56 72 67 85 55 59 65 32 82 49 66 52 70 44 - What was the total number of hotdogs sold in the two weeks?
- What was the average number of hotdogs sold over the two week period?
- What was the median number of hotdogs sold over the 2-week period?
- A runner has four different routes that he chooses from. Over the period of one month the runner chose one circuit every day as indicated in the chart.
Circuit Number of times chosen Very Easy (5 km) 6 Pleasant (10 km) 12 Challenging (20 km) 8 Exhausting (40 km) 2 - What was the total number of kilometres run during the month?
- What was the average number of kilometres run per day?
- What was the median number of kilometres run per day?
- The ages of all students in a precalculus math class are:
17 18 18 18 19 19 19 19 19 19 19 20 20 20 20 21 21 21 22 22 23 24 25 25 28 31 31 35 48 49 50 70 - Determine the mean, median and mode.
- If the highest and lowest ages are removed from the class, how are the mean, median and mode impacted?
- The ages of all students in a graduate English class are:
25 25 25 28 29 29 30 30 31 31 31 34 38 42 - Determine the mean, median and mode.
- If the highest and lowest ages are removed from the class, how are the mean, median and mode impacted?
- A math instructor returned a graded exam to the class of 44 students. The instructor announced that 15 students scored 63%. and 15 students scored 71%. Which measure(s) of central tendency can be determined from this information?

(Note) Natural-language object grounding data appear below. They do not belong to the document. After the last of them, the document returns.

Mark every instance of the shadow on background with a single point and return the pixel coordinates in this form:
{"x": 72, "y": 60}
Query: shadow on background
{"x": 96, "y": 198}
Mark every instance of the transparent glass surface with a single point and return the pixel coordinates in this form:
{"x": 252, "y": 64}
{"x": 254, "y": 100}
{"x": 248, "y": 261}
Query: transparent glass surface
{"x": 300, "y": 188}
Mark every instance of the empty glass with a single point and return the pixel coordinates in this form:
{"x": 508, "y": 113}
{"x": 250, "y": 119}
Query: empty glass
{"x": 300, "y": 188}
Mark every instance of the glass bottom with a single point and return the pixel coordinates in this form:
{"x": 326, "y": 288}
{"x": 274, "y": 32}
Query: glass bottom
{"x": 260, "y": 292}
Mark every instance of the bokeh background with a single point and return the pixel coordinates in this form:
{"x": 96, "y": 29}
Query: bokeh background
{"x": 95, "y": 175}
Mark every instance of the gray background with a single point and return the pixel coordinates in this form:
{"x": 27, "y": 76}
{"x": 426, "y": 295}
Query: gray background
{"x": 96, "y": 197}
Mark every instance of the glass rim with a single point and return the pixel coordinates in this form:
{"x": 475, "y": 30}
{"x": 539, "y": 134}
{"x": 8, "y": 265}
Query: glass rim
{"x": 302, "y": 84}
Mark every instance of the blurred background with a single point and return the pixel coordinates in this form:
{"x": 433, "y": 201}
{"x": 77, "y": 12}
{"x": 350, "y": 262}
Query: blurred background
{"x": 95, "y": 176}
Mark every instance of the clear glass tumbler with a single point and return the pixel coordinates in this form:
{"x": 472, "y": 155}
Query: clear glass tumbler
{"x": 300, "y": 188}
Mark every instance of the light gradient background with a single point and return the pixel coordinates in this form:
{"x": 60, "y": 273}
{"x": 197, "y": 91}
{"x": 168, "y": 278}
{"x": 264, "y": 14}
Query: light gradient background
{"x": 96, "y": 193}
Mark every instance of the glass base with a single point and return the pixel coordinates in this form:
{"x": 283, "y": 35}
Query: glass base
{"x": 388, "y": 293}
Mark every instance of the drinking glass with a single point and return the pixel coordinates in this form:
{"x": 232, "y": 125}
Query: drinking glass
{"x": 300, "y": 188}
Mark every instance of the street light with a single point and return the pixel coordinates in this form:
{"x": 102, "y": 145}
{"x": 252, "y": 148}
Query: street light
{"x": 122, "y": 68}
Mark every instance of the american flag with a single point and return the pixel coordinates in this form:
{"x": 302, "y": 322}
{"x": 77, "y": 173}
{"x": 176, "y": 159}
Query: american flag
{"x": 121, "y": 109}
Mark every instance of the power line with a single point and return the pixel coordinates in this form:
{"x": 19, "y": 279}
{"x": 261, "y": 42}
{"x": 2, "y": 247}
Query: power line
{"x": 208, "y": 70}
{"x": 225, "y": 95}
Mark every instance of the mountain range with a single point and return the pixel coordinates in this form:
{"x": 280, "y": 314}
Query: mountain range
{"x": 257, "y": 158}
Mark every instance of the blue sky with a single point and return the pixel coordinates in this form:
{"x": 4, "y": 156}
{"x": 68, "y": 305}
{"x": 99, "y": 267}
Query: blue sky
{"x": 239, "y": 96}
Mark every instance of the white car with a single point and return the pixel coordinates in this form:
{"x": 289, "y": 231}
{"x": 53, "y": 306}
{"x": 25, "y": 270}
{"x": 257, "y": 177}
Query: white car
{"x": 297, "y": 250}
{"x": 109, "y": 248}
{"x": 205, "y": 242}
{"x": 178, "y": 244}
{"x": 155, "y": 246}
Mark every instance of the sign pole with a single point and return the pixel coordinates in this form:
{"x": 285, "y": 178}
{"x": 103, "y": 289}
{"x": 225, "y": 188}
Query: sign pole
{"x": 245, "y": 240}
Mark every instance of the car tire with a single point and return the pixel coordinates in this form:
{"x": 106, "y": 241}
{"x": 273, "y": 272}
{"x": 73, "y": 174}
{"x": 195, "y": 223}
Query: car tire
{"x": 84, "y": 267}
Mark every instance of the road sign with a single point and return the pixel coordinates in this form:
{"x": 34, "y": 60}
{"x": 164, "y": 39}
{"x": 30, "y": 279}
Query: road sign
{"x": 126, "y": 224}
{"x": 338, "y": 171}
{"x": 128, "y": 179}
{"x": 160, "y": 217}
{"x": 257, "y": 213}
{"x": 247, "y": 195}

- Before returning a graded exam to a class of students the instructor announced that the mean was 55% and the median was 78%. What does this indicate about how the students in the class performed on the exam?
Answers
- mean 55; median 55; mode none
- mean 60.625; median 63; mode 68
- mean 2.73…; median 3; mode 3
- mean 26.55…; median 25; mode 2, 56 – data bimodal
-
- 854 hotdogs
- 61 hotdogs
- 62 hotdogs
-
- 390 km
- 13.9 km
- 10 km
-
- mean 25.9, median 21, mode 19
- The new mean is lower at 24.8 and the median and mode are the same
-
- mean 30.6, median 30, bimodal 25 & 31
- The new mean is lower at 30.1, the median remains at 30 and there is one mode of 31
- the mode
- From the median we know that half of the students scored 78% or better. Since the mean was only 55% we can conclude that some scores were quite low (less than 55%).